According to Sylvain Biquand (IEA 1997), improving work conditions together with quality and productivity could only be achieved through participatory design of work environment, based on accurate knowledge of real situations and incidents faced during production.
This is the minimal commitment of an agronomist’s intervention.
However, as a process, continuous improvements of work conditions and productivity should be based on:
● Acknowledging, rather than denying, at all decision levels, that a variety of distinct interests are at work in the enterprise each with its own rational needs. The machine should be maintainable and useably, changing demands of the market should be met, people should work (in their physiological, psychological and sociological diversity), etc. The agronomist should provide facts as well as organisational tools for debating and co-ordinating intrinsically different perspectives.
● Recognizing the organisational value of work activity.

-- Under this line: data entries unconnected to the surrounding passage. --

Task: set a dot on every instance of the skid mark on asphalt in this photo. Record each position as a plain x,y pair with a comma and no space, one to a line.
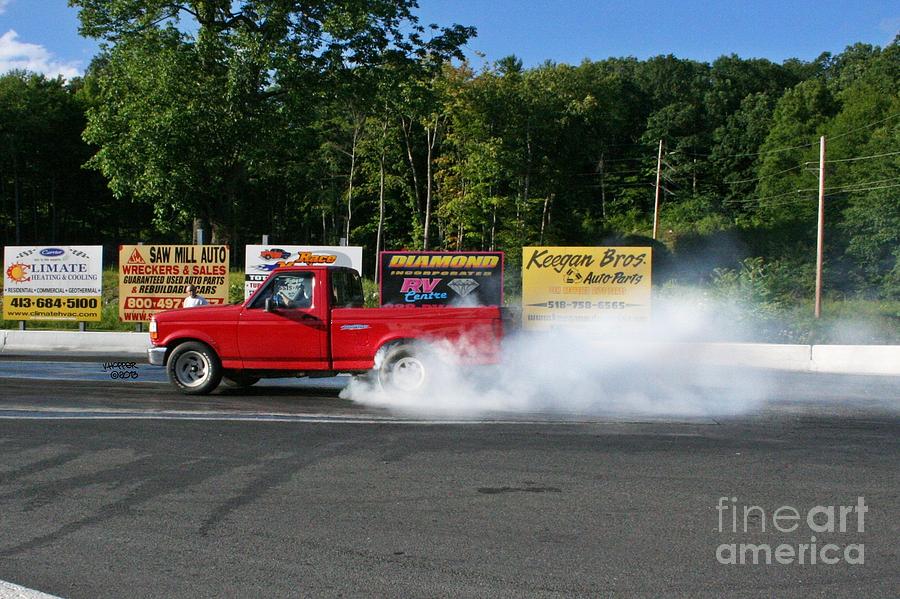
323,418
140,490
275,472
38,466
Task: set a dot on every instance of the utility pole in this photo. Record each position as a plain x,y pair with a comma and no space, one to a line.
656,201
820,239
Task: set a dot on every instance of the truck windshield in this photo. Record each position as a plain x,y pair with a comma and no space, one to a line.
288,290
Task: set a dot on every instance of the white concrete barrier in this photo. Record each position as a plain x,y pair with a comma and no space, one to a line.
87,342
856,359
755,355
843,359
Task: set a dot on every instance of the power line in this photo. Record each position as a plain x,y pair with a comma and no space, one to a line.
858,158
845,133
787,170
863,189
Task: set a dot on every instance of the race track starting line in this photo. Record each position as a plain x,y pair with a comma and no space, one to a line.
75,414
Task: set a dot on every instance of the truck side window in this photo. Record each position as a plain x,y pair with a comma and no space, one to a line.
289,290
346,289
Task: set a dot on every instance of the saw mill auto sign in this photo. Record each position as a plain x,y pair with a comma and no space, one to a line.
152,278
52,282
441,278
572,286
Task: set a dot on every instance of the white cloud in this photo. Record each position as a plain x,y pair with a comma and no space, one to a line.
15,54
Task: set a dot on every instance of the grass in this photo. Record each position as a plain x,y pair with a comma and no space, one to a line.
844,321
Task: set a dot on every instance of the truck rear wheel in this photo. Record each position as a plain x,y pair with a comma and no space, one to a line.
405,368
194,368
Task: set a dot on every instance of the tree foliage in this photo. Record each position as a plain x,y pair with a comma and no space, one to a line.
316,120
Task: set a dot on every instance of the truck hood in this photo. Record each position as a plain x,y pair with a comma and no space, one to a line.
200,314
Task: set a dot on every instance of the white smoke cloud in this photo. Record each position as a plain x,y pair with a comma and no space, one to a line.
16,54
618,371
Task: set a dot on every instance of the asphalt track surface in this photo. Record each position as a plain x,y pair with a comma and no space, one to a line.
124,488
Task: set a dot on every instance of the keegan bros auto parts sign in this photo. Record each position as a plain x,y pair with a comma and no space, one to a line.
152,278
441,278
564,286
260,260
52,282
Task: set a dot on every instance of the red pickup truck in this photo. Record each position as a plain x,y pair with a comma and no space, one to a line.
309,321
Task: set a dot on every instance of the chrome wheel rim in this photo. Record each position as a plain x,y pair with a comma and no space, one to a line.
408,373
192,369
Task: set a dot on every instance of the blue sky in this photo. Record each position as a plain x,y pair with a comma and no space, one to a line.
42,35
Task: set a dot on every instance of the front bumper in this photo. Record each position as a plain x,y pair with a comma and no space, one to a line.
157,355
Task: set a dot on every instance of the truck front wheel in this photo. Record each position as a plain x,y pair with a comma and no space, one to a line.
405,368
194,368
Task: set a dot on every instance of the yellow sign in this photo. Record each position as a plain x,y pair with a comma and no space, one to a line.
52,282
566,286
152,278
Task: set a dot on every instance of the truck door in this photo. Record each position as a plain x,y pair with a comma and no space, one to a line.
293,334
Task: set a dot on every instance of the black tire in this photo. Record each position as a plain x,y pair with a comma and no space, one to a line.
406,369
194,368
239,379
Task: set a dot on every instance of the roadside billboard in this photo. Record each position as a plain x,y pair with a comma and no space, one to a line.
566,286
59,282
441,278
260,260
152,278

Through interfacing with the variability of concrete situations, work activity is the place of constant reactions and adjustment that should be transformed through appropriate organisational into reactivity and adjustability. Ensuring work activity to remain the motor of change gives a strategic edge to the enterprise through a better touch with reality leading to more liable foresight, and renewed involvement of employees.
Further, ergonomic interventions are generally suited to involving people at the workplace because the interventions directly concern work methods and equipment encountered daily by these people.
An International Labour Organisation (ILO) research has shown that in applying ergonomics in small-scale industries, low-cost solutions have a particular place. Many small-scale producers have shown their capacity to innovate work process, sometimes proving solutions to occupational health and safety problems.
The ILO researchers in 1987compiled and documented 100 examples of “low-cost ways of improving working conditions” in Asia, and similar work are in progress in East Africa.
While this capacity should be tapped, it is not realistic to rely totally on the initiative and capacity of small-scale producers and employers to solve problems in the work environment.
If they do not have the money, skills, mobility or time to resolve hazards associated with the use of equipment, the responsibility shifts to the manufacturers who furnish the sector.
The inputs to small-scales procedures should incorporate, as far as possible, basic safety features in design, low-cost, use of local material, easy maintenance and affordable, widely distributed spare parts. Labelling and safety instructions should be adequate and should be written in local languages.